Eduardo Pinheiro – Perguntas e respostas | “Time is money” | Portal Homem

Fabiana Fidelis pergunta:

Observo as pessoas torcendo para que logo chegue a bendita sexta-feira. A jornada de trabalho é vivida como um período a ser suportado, então chega o final de semana e passa muito rápido. Aprender a focar a atenção está relacionado com ter uma maior nitidez da duração do tempo? Se conseguíssemos prestar atenção no presente, teríamos a sensação de uma vida mais longa?

Por um lado, sim. Ao refinarmos e tomarmos as rédeas da atenção, isso cria uma sensação de espaço, de abertura. Contudo, o mais comum é levarmos a atitude da eficiência para o campo do treinamento da atenção, e nesse caso ela não funciona. Se tentamos aumentar a eficiência no próprio treinamento da atenção, forçamos a barra. Queimar pestanas no treinamento da atenção não é produtivo. Então precisamos evitar isso.
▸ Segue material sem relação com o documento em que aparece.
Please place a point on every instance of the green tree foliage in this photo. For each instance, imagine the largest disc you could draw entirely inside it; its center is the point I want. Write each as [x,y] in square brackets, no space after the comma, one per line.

O que ocorre conosco na maior parte do tempo é que, se não há estímulo “interessante”, caímos em torpor – então buscamos um estímulo atrás do outro, e algumas pessoas constroem carreiras nesse “estilo”. É aquela imagem comum da pessoa no leito de morte se arrependendo por não ter passado tempo com a família ou aproveitado o tempo melhor. Aproveitar bem o tempo é mais importante do que simplesmente obter tempo – quando vejo adolescentes no twitter reclamando de tédio, o que é a coisa mais comum, fico de cabelo em pé! Quem dera eu tivesse tempo para parar e ficar só sentindo que tenho tempo demais nas mãos! Essa falta de contentamento com o tempo livre vem de uma cultura que está com os valores enlouquecidos.

A questão da eficiência como ideologia produz esses efeitos ruins sobre nós. Existe algo de inerentemente totalitário no controle do tempo – a cidade que passa a ter um relógio na praça central não só pode marcar o uso de transporte coletivo e permitir que as pessoas se encontrem “na hora certa”, mas passa a realmente vender e comprar o tempo.
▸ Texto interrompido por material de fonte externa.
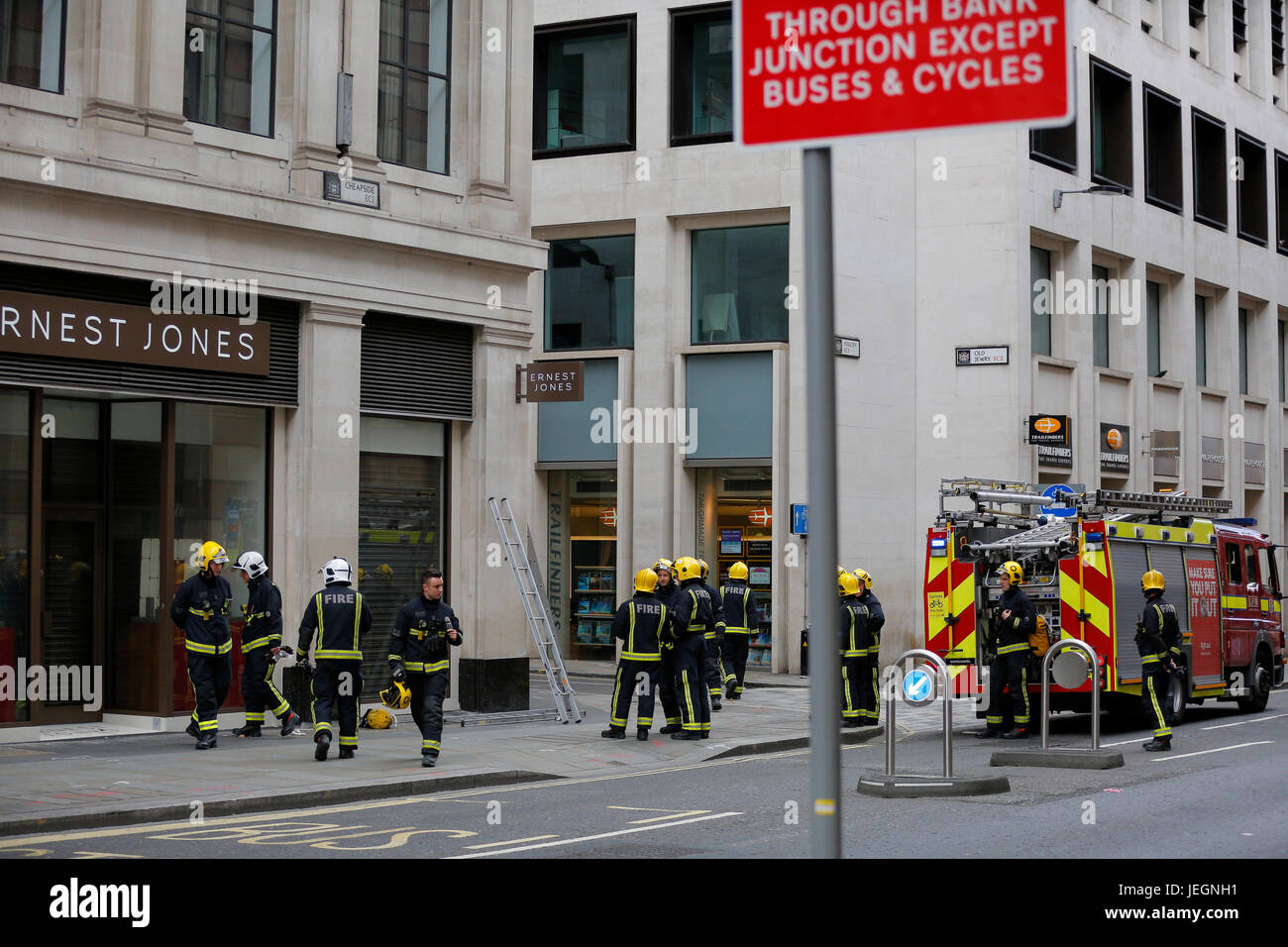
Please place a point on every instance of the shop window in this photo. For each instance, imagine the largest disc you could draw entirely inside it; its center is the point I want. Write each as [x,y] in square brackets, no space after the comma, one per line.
[590,292]
[230,55]
[1250,188]
[1163,174]
[1111,127]
[735,525]
[702,76]
[400,482]
[584,88]
[31,43]
[14,531]
[412,103]
[1210,171]
[739,283]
No filme O Preço do Amanhã, o tempo é a moeda corrente (Imagem: Reprodução)

O tempo como commodity acaba produzindo uma tensão na direção da eficiência e do “progresso” geral de uma sociedade. Isso literalmente produz tensão sobre as pessoas. As propagandas de Stalin diziam algo como “vamos nos matar trabalhando agora por uns 10 anos, que o futuro será bem mais fácil”, e a direção que a sociedade tomou acabou sendo a fome, o desperdício (produziam uma quantidade muito maior de sapatos de baixa qualidade do que era necessário, por exemplo) etc. Mas, por outro lado, a promessa da ideologia da eficiência é talvez até pior: trabalha muito agora que depois você vai ter que trabalhar mais – e quando você finalmente se aposentar – muita calma nessa hora! – você será apenas um peso morto para a sociedade e para sua família. Os idosos, como os adolescentes, parece que não encontram participação na sociedade – porque é como estar fora de um jogo. É bem como um jogo, e a cultura nos leva a não dar valor para quem não joga.
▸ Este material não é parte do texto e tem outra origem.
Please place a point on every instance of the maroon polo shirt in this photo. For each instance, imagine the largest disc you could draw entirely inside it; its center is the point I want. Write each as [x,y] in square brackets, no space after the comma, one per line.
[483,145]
E, mais do que isso, a eficiência vai consumindo os recursos até que se esgotem, sem parar para refletir a um prazo maior. São uma grande ironia econômica os prazos com que se lida no mercado: eles refletem a maior eficiência (isto é, como você faz mais dinheiro no trade off entre dinheiro e tempo) – isto é, basicamente vendemos o futuro. Nossa sociedade é desenhada para vender o futuro, e isso não está certo. Existem limites claros para o crescimento, mas a cultura da eficiência trata os recursos como infinitos – até que eles acabam, e daí guerra por recursos. A alternativa é descobrir o deleite da mera cognição, sem fugir dos estímulos, mas sem depender deles. Isso começa com o treinamento em atenção, que normalmente se chama meditação. Uma pessoa contentada, consome menos. Consumir menos e diminuir o crescimento da economia é ter um futuro: é não ter vendido o futuro. Mas imagine a cara de um empresário ou governo ao ouvir “consuma menos”! A cultura não permite que digamos isso. Essa é uma propaganda que ninguém quer patrocinar.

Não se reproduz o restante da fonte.